Dałam sobie spokój z rozmową, ale wciąż zastanawiałam się skąd wiedział, że mówił słowa piosenki, przecież był w śpiączce. Za chwilę Jan zawołał nas na obiad. Wstaliśmy i poszliśmy do holu. Usiedliśmy do stołu i Jan podawał. Alex po obiedzie wrócił do pracy. Ja zasiadłam w fotelu i oglądałam Netflixa.  Kiedy wrócił Alex zobaczyłam, że w rękach trzyma bukiet kwiatów. Podszedł do mnie a ja spojrzałam na niego.

- proszę - odparł podając mi bukiet

- a to z jakiej okazji? - zdziwiłam się

- o rety! Zamiast się cieszyć, Ty marudzisz - odparł już chyba zły

- nie marudzę, tylko się zastanawiam dlaczego kupiłeś mi bukiet róż? - spytałam

- bo chciałem byś je miała - odparł

- hmmm - mruknęłam

- o rety! O co chodzi? - spytał

- po prostu się zastanawiam bo nigdy mi nie kupowałeś kwiatów - odparłam

- kupiłem pierwszy i ostatni raz - warknął

- acha - odparłam i poszłam do kuchni po wazon o ile był

Wazonu jednak nie było, więc wstawiłam kwiaty do słoika i postawiłam w salonie. Róże były piękne, ale co znaczyły nie wiedziałam. Gdyby mi wcześniej kupował kwiaty byłabym do tego przyzwyczajona a teraz stałam na środku salonu i zastanawiałam się co się stało, że kupił mi kwiaty. Miał jakieś wyrzuty sumienia? Nie wiedziałam co o tym sądzić. Między nami było dobrze, wiedziałam jaki jest Alex i nie oczekiwałam, że nagle zmieni się w romantycznego typa.
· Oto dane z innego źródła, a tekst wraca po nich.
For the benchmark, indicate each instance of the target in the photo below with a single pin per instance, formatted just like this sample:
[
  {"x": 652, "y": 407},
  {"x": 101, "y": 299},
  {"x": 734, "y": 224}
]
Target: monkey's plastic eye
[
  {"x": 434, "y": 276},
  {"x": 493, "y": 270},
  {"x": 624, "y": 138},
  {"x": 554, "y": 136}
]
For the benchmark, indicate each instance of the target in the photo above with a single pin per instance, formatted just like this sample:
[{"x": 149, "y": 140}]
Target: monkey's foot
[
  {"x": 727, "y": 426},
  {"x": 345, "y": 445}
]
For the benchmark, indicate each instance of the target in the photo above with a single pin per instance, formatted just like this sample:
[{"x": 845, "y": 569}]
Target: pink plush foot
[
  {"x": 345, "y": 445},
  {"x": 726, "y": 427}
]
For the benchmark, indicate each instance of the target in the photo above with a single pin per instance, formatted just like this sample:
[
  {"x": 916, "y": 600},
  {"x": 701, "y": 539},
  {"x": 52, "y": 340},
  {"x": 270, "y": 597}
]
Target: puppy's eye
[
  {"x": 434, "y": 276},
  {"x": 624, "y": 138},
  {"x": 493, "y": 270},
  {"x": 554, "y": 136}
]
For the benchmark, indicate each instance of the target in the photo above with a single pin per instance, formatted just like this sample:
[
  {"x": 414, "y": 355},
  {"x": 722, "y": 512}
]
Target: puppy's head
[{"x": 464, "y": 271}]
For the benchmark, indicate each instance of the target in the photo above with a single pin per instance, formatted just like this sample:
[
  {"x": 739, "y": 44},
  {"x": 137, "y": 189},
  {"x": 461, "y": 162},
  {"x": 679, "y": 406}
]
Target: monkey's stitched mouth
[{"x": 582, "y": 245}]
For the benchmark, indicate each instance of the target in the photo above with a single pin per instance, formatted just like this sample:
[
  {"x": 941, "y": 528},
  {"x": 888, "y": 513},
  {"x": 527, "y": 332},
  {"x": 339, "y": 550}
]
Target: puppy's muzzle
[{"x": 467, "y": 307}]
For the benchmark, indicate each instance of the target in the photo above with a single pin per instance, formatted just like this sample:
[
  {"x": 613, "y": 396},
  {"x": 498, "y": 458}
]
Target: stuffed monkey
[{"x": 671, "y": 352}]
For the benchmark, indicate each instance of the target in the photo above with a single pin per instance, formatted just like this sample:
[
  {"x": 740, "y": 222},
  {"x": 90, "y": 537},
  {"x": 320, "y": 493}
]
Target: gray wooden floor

On taki nie był. To był twardo stąpający po ziemi facet, na żadne romantyczne zrywy nie mogłam liczyć. To i tak dziwne, że zmienił się i nie traktował mnie jak przedmiotu. Byliśmy partnerami i ja też miałam prawo decydować o tym co nas dotyczyło. Wcześniej przecież tak nie było. Dałam sobie spokój tym wywodom i nagle poczułam, że podszedł od tyłu, objął mnie.